Nobody should read anything into this. Flower has regularly maintained that we simply do not know what is round the corner. He is one of life’s fatalists. The notion of him succeeding Morris cannot be entirely discarded. But the fact that Flower has been able to shed his direct coaching duties for the limited-overs squads makes it less likely.
Flower is a serious man (though not without a sense of mischief) and although he unquestionably has other things he wants to do with his life, it may just have occurred to him that helping a new England team to evolve would be a feat worth achieving. On the other hand, it is just possible that he may see Morris’s departure, which came as a surprise, as the time for him to look elsewhere.

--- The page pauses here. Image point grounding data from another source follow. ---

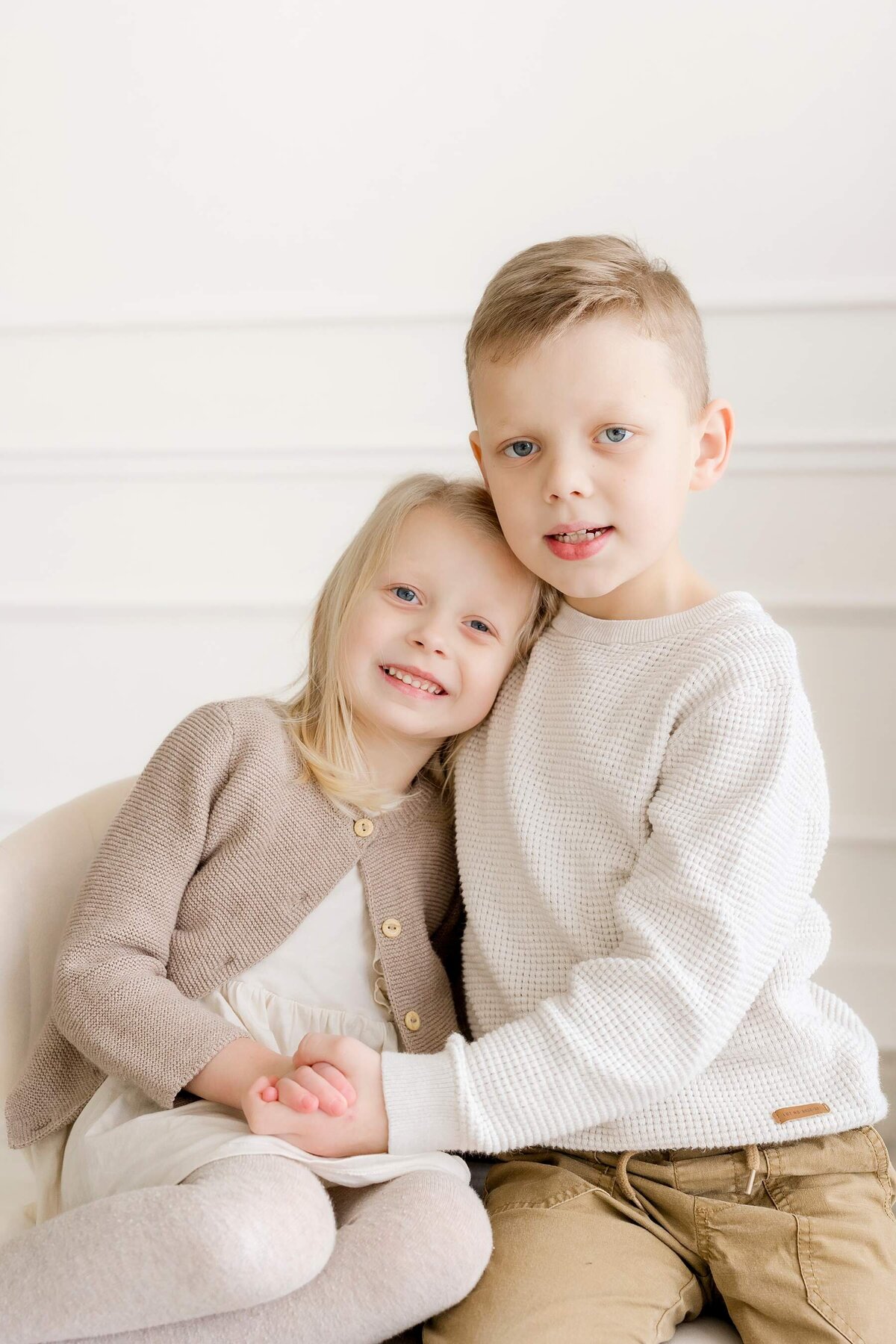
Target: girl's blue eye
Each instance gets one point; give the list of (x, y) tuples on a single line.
[(526, 445), (612, 432)]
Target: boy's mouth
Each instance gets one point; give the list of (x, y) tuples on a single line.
[(581, 544)]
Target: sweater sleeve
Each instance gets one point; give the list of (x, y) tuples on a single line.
[(111, 994), (738, 831)]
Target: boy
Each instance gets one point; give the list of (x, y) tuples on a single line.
[(684, 1117)]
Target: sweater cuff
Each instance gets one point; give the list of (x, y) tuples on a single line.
[(421, 1101)]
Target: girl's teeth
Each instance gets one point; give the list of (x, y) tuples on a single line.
[(411, 680), (579, 537)]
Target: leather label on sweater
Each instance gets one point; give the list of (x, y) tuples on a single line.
[(813, 1108)]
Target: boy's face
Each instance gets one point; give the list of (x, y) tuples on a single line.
[(590, 432)]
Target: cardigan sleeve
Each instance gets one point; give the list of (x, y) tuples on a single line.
[(111, 994), (739, 827)]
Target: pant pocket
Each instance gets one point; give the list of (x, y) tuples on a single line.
[(886, 1169), (818, 1292)]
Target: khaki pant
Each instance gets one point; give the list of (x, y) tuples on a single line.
[(620, 1249)]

Morris has been in the job for six years and with the ECB for 16. He is returning to Glamorgan, a county he served with distinction as opening batsman and captain, and will bring to it the same studied diligence that has marked his tenure at Lord’s.
The palaver over England’s high jinks at The Oval and the Australians’ concern about our moral welfare is touching but does nothing to address how the Aussies contrived to lose 3-0, their heaviest Ashes defeat for 34 years. That was what allowed England to be on the outfield in the first place.
It is true that England did not play at their most formidable or adept throughout much of the five matches, it is true that Australia supplied a stronger challenge than many expected, it is true that when the sides regroup Down Under soon it may be a different ball game. But England won virtually all the big moments.
When the match was at stake, there was only one winner. That was exemplified at The Oval. All the running had been made by the tourists, much has been made of the fact that to win they were prepared to lose. When the umpires contentiously called it a day because the day was turning into night they were preparing to lose.
Tediously, perhaps erroneously but with thorough professionalism, England had hung on to what they had earlier in the match. The tourists, desperate to avoid becoming the first Australia team since 1977 not to win a Test in an Ashes series, had to gamble when the fourth day’s play was lost to rain.
The main difference between these teams – and a scoreline of 3-0 is never to be sniffed at – was that England know how to win, Australia have forgotten how. England, roundly defeated by South Africa a year ago, have lost only one of their last 14 Test matches and they rectified that defeat against India by coming back to take the series.
They will go to Australia in October more vulnerable than seemed likely. Their batsmen will have to be much better collectively but England are the holders of the Ashes deservedly and by right. They will not be easily deprived of them.
Morris’s major role: His ECB achievements
1997 Joins ECB as technical coaching director after retiring as a player having played three Tests for England.
2005 Promoted to take up role as deputy chief executive after spending six months as acting chief executive.
2007 Appointed managing director of cricket in the wake of the Schofield Report, overseeing three successive Ashes series wins.
2009 Makes Andy Flower interim, and later permanent, England coach after Peter Moores goes.